China didn't let any coal cargoes from Australia pass the customs clearance in December, whereas imports from other major sources like Indonesia and Russia increased sharply, according to data from the General Administration of Customs.
Beijing unofficially banned coal imports from Australia since early October 2020, a move market narratives deemed as the retaliation against Australia's ban on Huawei and its role in an investigation on the origin of COVID-19.
In a bid to bolster domestic industry, China had curbed coal imports from all sources by tightening import quotas since March last year, but from December it greenlit power plants to import coal without necessity to provide quotas for customs clearance, as domestic supply came into a shortage while demand was flaring amid unexpected cold winter and strong economic recovery.

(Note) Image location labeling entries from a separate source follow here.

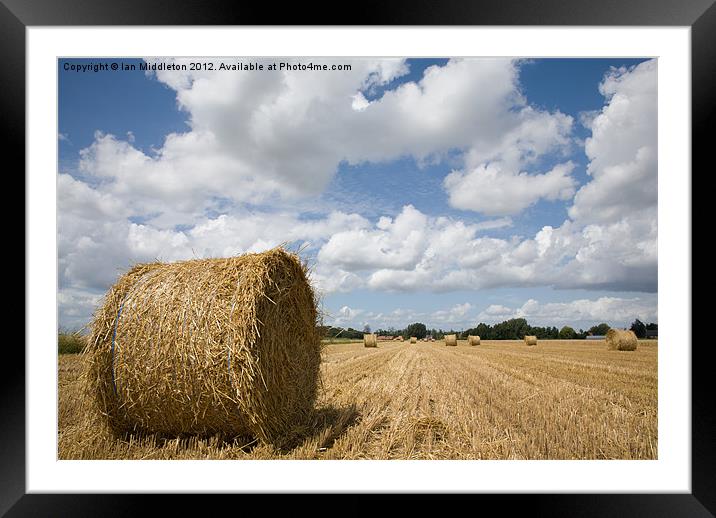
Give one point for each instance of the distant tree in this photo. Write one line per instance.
(417, 330)
(513, 329)
(600, 329)
(639, 328)
(567, 333)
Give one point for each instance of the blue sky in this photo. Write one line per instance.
(475, 156)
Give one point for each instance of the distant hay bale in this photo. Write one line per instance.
(620, 340)
(207, 346)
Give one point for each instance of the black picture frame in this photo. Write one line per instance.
(700, 15)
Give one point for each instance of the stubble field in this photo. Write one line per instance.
(499, 400)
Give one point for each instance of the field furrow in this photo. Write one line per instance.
(499, 400)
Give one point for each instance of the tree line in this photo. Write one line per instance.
(512, 329)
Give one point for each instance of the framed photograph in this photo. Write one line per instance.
(440, 250)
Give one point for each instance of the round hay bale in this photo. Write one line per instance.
(207, 346)
(620, 340)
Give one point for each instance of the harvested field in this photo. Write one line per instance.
(502, 400)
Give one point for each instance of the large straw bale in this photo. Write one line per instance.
(207, 346)
(621, 340)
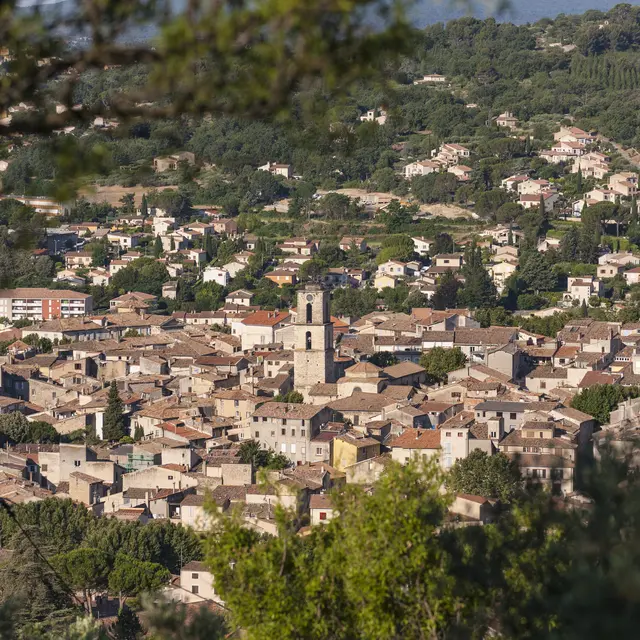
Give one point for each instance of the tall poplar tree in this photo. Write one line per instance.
(113, 427)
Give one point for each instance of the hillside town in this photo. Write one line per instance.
(283, 362)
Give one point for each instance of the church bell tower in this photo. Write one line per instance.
(313, 338)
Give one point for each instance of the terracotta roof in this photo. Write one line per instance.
(597, 377)
(195, 565)
(544, 460)
(286, 410)
(324, 389)
(403, 369)
(85, 477)
(488, 336)
(38, 293)
(360, 401)
(417, 439)
(320, 501)
(548, 372)
(265, 318)
(363, 367)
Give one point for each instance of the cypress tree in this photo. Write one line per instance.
(157, 247)
(113, 426)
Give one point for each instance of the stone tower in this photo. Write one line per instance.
(313, 338)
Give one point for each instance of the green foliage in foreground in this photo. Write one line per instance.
(600, 399)
(390, 567)
(439, 361)
(484, 475)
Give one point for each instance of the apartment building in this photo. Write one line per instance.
(43, 304)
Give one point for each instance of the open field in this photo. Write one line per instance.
(113, 194)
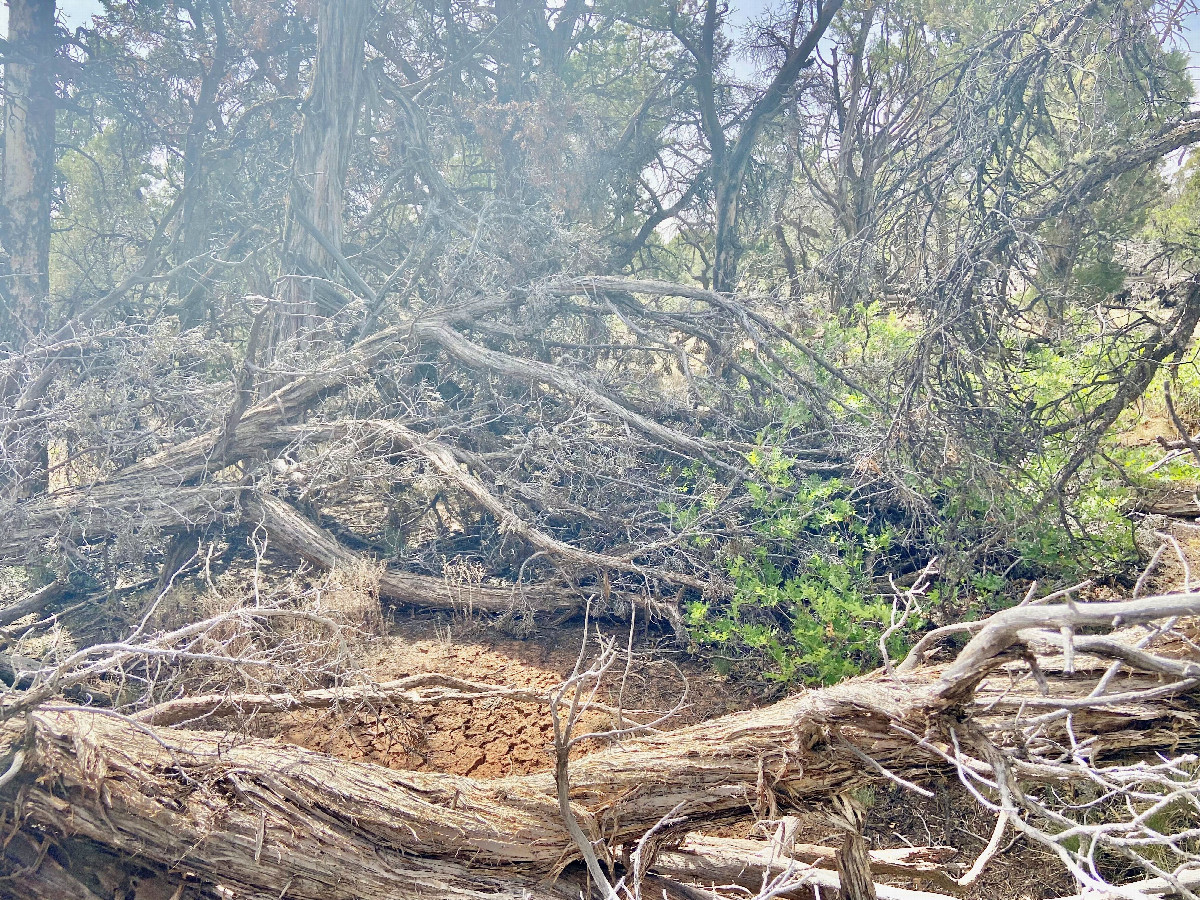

However, bans on Australia were still in place. Even cargoes that have already arrived in China remained stuck off the Chinese coast, no matter for thermal coal that is mainly for power generation and coking coal for steelmaking. At least 62 cargos carrying 6.14 million tonnes of coal from Australia are waiting to discharge near Chinese ports, some of which have been waiting since June, Reuters said.
The customs data also showed that the share of Australian thermal coal slipped to 34.19% of China's total imports of the fuel in 2020 from 39.72% in 2019. However, the share of Australian coking coal rose to 48.68% of China's total purchases last year from 41.31% in 2019, as imports from the first two months soared so that the decline since restrictions came into force was hided.
While sources had claimed an Australian coal cargo got cleared at Guangzhou port early this month, no other substantial signs showed China will drop the ban any time soon. With China's domestic supply gradually recovering, the possibility becomes more remote.